‘Orada avazlarının çıktığı kadar yüksek sesle feryat edecekler: “Rabbimiz! Ne olur, bizi buradan çıkar ve dünyaya geri gönder de, daha önce yaptıklarımızın yerine sâlih ameller işleyelim!” Allah da onlara: “Size, düşünüp öğüt alacak bir kişinin, düşünüp öğüt alabileceği bir ömür vermedik mi? Hem size uyarıcı bir peygamber de gelmişti. O halde tadın azabı! Artık zâlimler için hiçbir yardımcı yoktur” buyuracak.’
(Fatır-37)
“Biz size, öğüt alacak bir kimsenin öğüt alacağı bir ömür yaşatmadık mı?”
Bu hayatın özeti ve tanımı, yıllarla ilişkili bir şey değil. Bakın Allah azze ve celle “Biz sizi kırk sene yaşatmadık mı?” Demiyor. “Biz sizi on sene,elli sene yaşatmadık mı?” demiyor. Orada dese ki: “Biz sizi yetmiş sene yaşatmadık mı?” Biz, okuyunca âyeti “Aman Allah’ım! Babam şu yaşta öldü, o zaman yirmi senesi eksik, Daha çok bir şeyler yapabilirdi, zaten hacca gidecekti vesaire” diye bu işin zaman boyutuyla alakalı bir itirazımız olabilirdi. Cenâb-ı Hak sayılı bir zamandan ifade etmiyor. “Öğüt alacak bir kimsenin öğüt alacağı…” diyor. Yani senin öğüt alacağın olsaydı Bizim verdiğimiz ömür, illa o öğüdü aldığını ortaya çıkaran bir ömürdü. Öğüt almadan çıktığına göre sen asla öğüt almayacak bir tipsin yani seni yüzyıllar da yaşatsak öğüt almayacaksın. Bizim sistemimiz böyle dakik ve fire vermeyen bir işlemden geçiriyor insanı. Bize dönüp, Cenâb-ı Hak dedi ki bu âyeti Cenâb-ı Hak ile onlar arasındaki diyalog olarak okudukça hep derdim ki: “Ya Rabbi! Ama adamlar çok istekli yani dönseler de mi olmaz?”
Başka bir âyette Cenâb-ı Hakk dedi ki: “Hayır, bu sözlerinde de samimi değiller! Aslında onlar öteden beri gizledikleri iç yüzleri, günahları, mü’minlere kurdukları tuzaklar bütün açıklığıyla karşılarına çıktığı için böyle söylüyorlar.
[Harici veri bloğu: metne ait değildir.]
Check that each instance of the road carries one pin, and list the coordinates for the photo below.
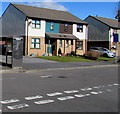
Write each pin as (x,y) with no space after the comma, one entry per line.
(87,89)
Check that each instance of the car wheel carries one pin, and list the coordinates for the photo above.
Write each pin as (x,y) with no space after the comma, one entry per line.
(105,55)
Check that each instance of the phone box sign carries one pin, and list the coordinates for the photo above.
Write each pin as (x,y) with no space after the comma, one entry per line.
(115,37)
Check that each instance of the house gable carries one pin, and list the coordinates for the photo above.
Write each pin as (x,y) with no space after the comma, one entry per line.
(13,22)
(97,31)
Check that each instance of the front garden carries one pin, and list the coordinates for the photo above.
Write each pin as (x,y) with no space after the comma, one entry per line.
(74,58)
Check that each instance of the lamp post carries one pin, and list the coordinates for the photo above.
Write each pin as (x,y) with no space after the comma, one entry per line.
(28,23)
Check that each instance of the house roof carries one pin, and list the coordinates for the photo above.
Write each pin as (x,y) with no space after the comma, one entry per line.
(44,13)
(110,22)
(61,36)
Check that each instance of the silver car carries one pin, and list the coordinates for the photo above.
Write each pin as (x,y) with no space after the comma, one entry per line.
(105,52)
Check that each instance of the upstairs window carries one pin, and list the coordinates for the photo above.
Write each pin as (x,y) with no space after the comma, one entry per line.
(35,43)
(79,45)
(51,26)
(66,27)
(60,43)
(67,43)
(79,28)
(36,24)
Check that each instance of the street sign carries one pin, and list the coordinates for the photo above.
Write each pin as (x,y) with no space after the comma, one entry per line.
(115,37)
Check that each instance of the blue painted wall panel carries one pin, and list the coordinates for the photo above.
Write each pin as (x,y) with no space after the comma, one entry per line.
(56,27)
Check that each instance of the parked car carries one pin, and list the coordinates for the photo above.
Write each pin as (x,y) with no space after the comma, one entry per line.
(104,51)
(2,49)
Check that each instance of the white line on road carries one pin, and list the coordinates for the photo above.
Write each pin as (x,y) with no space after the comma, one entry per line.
(9,101)
(65,98)
(17,106)
(71,91)
(95,93)
(47,76)
(97,87)
(81,95)
(86,89)
(54,94)
(33,97)
(109,90)
(110,85)
(44,101)
(115,84)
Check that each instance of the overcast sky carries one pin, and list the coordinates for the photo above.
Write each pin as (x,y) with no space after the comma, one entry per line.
(79,9)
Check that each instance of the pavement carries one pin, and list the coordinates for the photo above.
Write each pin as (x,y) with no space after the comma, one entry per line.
(31,64)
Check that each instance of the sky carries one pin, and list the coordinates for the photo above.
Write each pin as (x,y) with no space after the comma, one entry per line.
(79,9)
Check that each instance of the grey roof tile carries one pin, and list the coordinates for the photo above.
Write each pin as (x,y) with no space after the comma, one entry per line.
(110,22)
(44,13)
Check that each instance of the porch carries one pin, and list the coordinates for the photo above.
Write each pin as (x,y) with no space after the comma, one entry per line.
(58,41)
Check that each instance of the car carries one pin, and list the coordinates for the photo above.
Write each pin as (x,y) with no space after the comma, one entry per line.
(105,52)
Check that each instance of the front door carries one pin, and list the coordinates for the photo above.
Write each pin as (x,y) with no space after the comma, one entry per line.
(49,49)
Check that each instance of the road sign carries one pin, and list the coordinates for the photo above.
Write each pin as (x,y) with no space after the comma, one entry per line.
(115,37)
Yoksa dünyaya geri döndürülecek olsalar, yine kendilerine yasaklanan kötülükleri yapmaya girişir, aynı inkârlarında diretirler. Çünkü onlar gerçekten yalan söylüyorlar”
(Enam-28)
Yani biz onları geri döndürürsek o yasakladığımız biçimdeki yaşam yaklaşımlarına, tarzlarına yani “Yaratıcıyı yok sayan, O’na saygısız bir biçimde yaşayan” hallerine geri dönerlerdi. Onlar kesinlikle yalan söylüyorlar.
Yıllar sonra, düşünüyorum şimdi; Allah Azze ve Celle’nin bundan gayrı bir biçimde bizi sınaması zaten mümkün değildi. Yani Cenâb-ı Hak öyle bir sınama yapacak ki ama bu, fireli olacak ve bize diyecek ki: “Belki işte yani geri dönen olabilirdi.” Eğer yaratan O’ysa ve var ettiği varlığa bahşettiği iradeyi ki bize müstakil kişilikler bahşetmiş. Bunu biz yapabilmeyi aklımızdan bile geçiremiyoruz.
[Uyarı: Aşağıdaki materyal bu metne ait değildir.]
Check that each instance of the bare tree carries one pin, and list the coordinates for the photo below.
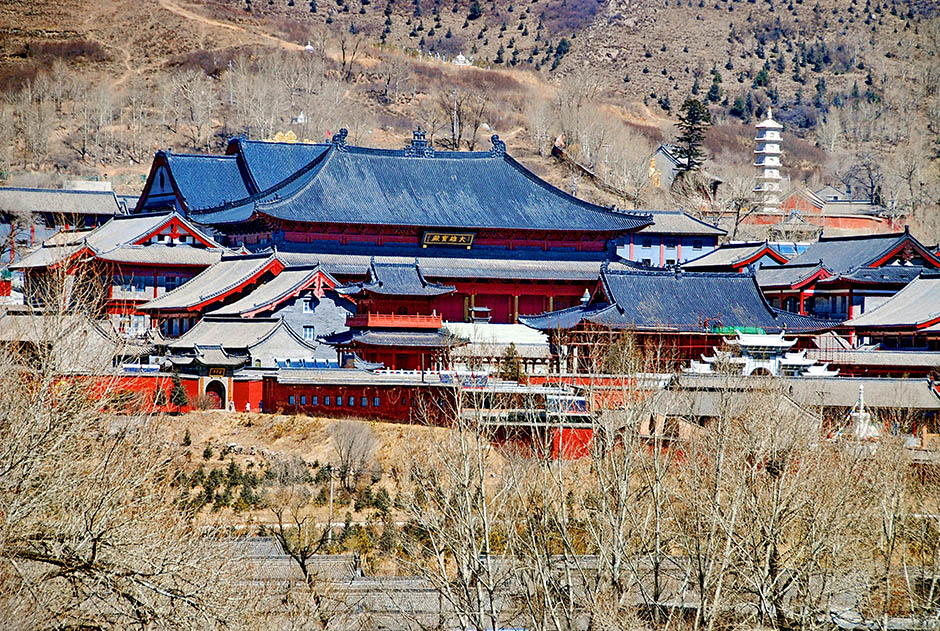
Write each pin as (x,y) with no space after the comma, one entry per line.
(91,535)
(197,93)
(539,123)
(354,443)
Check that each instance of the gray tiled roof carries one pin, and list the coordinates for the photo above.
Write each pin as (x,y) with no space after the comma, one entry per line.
(396,279)
(667,300)
(336,183)
(886,274)
(58,201)
(427,339)
(209,356)
(205,180)
(44,256)
(696,404)
(228,273)
(726,256)
(457,267)
(289,281)
(678,222)
(880,357)
(353,376)
(917,304)
(842,254)
(785,275)
(830,391)
(113,239)
(230,333)
(163,254)
(491,340)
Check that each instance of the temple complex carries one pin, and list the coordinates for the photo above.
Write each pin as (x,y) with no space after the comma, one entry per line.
(673,316)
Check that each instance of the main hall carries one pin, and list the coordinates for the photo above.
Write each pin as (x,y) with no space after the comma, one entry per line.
(509,243)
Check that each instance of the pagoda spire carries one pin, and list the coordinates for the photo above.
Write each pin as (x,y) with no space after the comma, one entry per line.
(767,162)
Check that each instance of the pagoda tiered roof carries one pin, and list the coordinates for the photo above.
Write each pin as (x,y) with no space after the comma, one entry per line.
(841,254)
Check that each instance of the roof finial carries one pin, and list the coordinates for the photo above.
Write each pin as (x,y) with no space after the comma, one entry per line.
(339,138)
(419,147)
(499,147)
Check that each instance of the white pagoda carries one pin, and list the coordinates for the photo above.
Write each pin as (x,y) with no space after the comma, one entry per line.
(767,162)
(760,354)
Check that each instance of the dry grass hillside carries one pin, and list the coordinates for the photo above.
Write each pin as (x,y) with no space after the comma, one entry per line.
(93,88)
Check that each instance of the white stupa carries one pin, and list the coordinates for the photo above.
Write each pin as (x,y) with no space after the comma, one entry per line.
(760,354)
(767,162)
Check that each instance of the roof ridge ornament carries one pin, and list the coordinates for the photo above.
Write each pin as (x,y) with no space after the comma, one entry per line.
(499,147)
(339,139)
(419,147)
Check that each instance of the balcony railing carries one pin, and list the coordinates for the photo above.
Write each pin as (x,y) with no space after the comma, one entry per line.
(394,320)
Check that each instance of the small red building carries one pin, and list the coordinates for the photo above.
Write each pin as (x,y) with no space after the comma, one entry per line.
(396,324)
(138,258)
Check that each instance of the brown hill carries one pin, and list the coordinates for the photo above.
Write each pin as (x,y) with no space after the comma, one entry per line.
(852,80)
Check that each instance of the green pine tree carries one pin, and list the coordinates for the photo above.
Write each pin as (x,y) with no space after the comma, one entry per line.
(510,365)
(178,397)
(694,119)
(159,397)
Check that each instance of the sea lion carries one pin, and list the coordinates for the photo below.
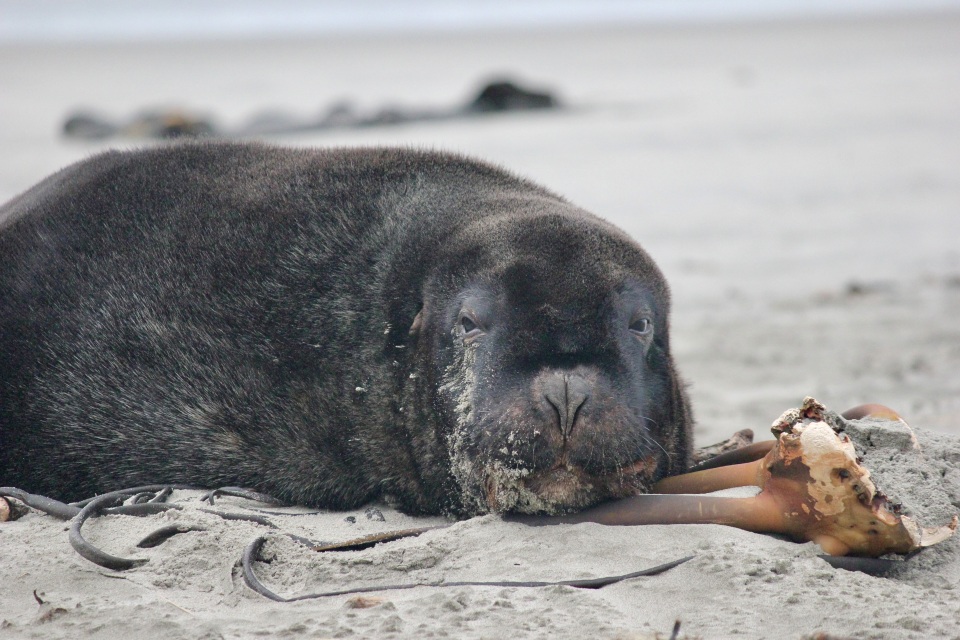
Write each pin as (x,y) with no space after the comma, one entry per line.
(330,327)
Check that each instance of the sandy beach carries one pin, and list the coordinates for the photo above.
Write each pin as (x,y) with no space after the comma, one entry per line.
(798,183)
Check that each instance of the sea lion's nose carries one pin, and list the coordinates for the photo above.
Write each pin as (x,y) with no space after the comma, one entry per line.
(567,393)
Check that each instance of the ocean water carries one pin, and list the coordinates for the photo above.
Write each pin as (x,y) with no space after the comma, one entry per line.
(118,20)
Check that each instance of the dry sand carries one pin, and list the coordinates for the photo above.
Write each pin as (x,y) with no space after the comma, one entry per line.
(798,183)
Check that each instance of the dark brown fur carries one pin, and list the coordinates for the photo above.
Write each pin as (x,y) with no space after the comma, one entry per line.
(331,327)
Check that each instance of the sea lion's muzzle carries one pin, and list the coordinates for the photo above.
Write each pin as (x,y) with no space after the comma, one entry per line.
(566,393)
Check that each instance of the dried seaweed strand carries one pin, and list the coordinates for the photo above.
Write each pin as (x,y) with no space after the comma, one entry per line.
(252,554)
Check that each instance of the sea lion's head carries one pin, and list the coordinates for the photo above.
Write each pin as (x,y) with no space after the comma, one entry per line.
(546,334)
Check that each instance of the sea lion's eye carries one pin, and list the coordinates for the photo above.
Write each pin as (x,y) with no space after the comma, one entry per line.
(641,326)
(468,325)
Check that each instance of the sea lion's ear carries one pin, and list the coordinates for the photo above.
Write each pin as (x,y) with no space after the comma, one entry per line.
(417,323)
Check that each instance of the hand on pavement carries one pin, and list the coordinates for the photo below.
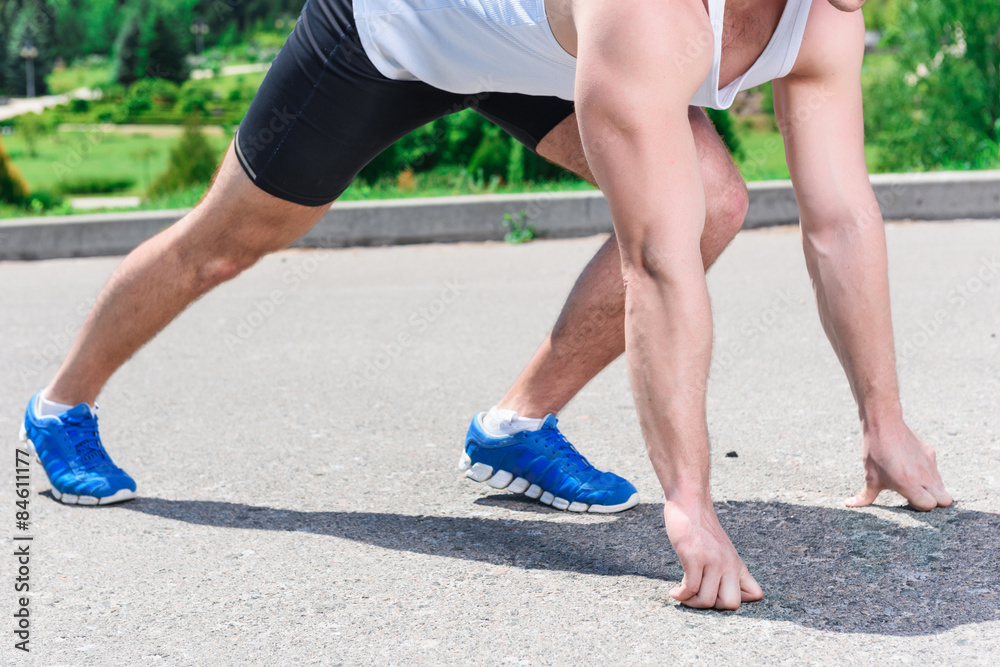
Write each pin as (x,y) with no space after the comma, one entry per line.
(900,461)
(714,574)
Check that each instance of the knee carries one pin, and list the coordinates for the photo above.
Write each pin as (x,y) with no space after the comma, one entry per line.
(216,258)
(728,211)
(217,268)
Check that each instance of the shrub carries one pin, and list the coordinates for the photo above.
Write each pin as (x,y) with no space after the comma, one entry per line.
(192,162)
(95,185)
(939,105)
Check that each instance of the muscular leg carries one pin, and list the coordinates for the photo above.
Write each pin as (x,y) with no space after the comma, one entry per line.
(234,226)
(590,331)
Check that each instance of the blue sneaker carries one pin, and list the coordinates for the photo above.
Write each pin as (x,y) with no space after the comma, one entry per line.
(70,450)
(542,464)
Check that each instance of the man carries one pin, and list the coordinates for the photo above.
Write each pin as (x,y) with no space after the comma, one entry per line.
(341,91)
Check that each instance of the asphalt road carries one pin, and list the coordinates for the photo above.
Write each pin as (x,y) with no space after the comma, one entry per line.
(295,435)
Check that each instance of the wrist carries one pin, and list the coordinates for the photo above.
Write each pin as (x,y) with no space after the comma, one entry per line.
(688,495)
(880,419)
Bunlar Biz dünya'ya geri döndürürsek de aynı şeye devam edecekler. Çünkü Biz’im verdiğimiz ömrün tanımı şu “öğüt alacak bir adam, buradan öğüt alarak çıkar.” Allah onlarda bir hayır bilmeyegörsün, bildi mi kesinlikle onlara da işittirir, onları da hidayete muvaffak kılar.
“Allah onlarda (inkârcılarda) bir hayır görseydi elbette kendilerine işittirirdi, eğer işittirseydi yine reddederek yüz çevirirlerdi.” (Enfal-23)
Prof. Dr. Halis AYDEMİR
Gençlerle Söyleşi-76’dan Alıntıdır.
https://www.youtube.com/live/Dh2QBsSLfy4?si=4Ms7ip8yhq1LkP0R
—————————————————-
Aynı konuya dair hocamızın başka bir dersinden notlar:
“Öğüt alacak bir kimsenin öğüt alacağı kadar bir ömrü yaşatmadık mı?”
Demek ki öğüt alacak olanın öğüt aldığı bir ömrü yaşıyoruz. Bu ömürden öğüt almaksızın çıkanlar asla öğüt almayacaklar demektir. Yani sınırlı ve sonlu bir alanda sınanıyoruz ama kalıcı ve sonsuz bir netice ortaya çıkıyor. Öğüt alacakların hepsi alıyor bu öğüdü. Öğüt almayacaklar almıyorlar ve onlara ikinci bir ömür verseniz de artık öğüt almayacak bir tip oldukları için bir şey değişmiyor.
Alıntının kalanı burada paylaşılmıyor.